Notibras

Conto inspirado na canção Mala Suerte

– Não dá mais. Nosso amor acabou.

Com uma expressão dura no rosto, os olhos gelados,Juan, um portenho de 32 anos, dirigiu essas palavras a Dolores, uma brasileira de 28 anos, radicada na Argentina desde os oito. Ela deixou-se envolver por um turbilhão de emoções. Apertou os olhos para não chorar, cerrou forte os
lábios para não gritar, sufocou o impulso de correr para o bar mais próximo e afogar em birita sua mágoa pela ruptura. Mas não fez nada disso.

Continuou a vestir-se, ajeitou a calcinha sob o vestido justo, que realçava seu corpo escultural, maquiou-se e passou um batom de um vermelho berrante nos lábios, enquanto o ex-amante a observava, tenso, preparado para uma sessão de choros e lamentações. Finalmente, mais calma, ela começou a responder a ele:

– É, Juan, você periga estar certo, terminar o nosso caso talvez seja a melhor opção. E não o culpo pela decisão, talvez a responsabilidade maior seja minha.

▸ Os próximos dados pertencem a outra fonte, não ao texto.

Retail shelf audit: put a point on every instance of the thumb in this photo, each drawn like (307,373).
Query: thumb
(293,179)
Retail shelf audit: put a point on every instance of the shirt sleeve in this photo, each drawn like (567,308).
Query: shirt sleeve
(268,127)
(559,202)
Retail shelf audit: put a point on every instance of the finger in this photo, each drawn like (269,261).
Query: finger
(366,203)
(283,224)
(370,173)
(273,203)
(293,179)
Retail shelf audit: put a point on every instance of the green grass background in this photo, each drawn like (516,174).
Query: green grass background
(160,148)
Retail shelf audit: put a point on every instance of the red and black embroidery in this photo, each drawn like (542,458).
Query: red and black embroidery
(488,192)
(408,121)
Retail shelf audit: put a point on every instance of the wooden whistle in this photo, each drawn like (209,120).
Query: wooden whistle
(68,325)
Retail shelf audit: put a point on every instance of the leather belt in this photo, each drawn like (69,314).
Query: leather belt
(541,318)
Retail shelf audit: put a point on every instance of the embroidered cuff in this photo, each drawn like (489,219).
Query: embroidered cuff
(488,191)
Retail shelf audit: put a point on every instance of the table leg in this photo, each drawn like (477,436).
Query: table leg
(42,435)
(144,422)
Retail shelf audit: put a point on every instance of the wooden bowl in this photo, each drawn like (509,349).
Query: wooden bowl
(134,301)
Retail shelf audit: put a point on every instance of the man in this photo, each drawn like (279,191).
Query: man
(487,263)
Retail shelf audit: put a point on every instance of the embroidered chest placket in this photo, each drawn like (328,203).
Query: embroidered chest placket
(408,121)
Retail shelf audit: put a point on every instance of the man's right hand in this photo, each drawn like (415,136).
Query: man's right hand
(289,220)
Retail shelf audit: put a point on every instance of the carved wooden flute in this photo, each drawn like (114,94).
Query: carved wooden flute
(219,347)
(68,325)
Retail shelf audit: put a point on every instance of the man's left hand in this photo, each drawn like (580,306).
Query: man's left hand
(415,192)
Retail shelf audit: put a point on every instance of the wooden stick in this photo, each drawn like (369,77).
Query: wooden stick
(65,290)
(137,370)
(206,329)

Respirou fundo, buscando o melhor jeito de se expressar, e prosseguiu:

– Você conhece a expressão brasileira “moça da pá virada”, uma das mais usadas por minha avó? Pode ser traduzida, em gíria daqui, por “calavera”, quer dizer, alguém farrista, que gosta de se divertir e não impõe limites a seu prazer. Os puritanos podem chamar de vagabunda, não dou a mínima pra opinião deles. Nasci assim e assim hei de morrer. Você sabe, corro atrás das casas de tango, gosto de dançar até o sol nascer. Você não gosta, quer ir embora cedo, má sorte a minha, má sorte a nossa…

Nova pausa. Hora de revelações.

– Nessas ocasiões, mesmo quando estou sozinha, curto as atenções da rapaziada e não sinto a mínima culpa em flertar com meu parceiro de dança. Mas nunca o traí, jamais fui pra cama com um tanguero. E olhe que não me faltaram propostas… – confessou com um risinho de quem começa a dominar a situação.

– É verdade que as vezes dava uma vontade enorme de soltar a franga, como se diz no Brasil. De fingir acreditar nas palavras sedutoras deles e me entregar por algumas horas, por uma noite. Mas isso jamais aconteceu, sempre o respeitei.

Calou-se de novo. Quando retomou a fala, seu olhar expressava desafio e uma pitada de vingança.

– Mas hoje você terminou nosso relacionamento, má sorte a minha, má sorte a nossa. Então a franga tá solta. Vou sair por aí, beber todas – pra esquecer nossa ruptura, mas não só – e bailar nos braços de um macho sedutor. Que talvez me faça propostas, que talvez, pra variar, eu aceite.

Olhou-o da cabeça aos pés e deu um risinho de superioridade.

– Sugiro, Juan, que você faça o mesmo, também solte a franga. Só não vá à casa de tangos xxx, para onde vou me encaminhar em seguida, depois da nossa conversa. Se você estiver por lá, vai virar uma competição de quem consegue mais parceiros de cama. E, você sabe, mulheres atraentes e desacompanhadas ganham nesse aspecto de 7 x 1, como se diz no Brasil.

Deu-lhe um beijinho no rosto e saiu do apartamento, linda e poderosa.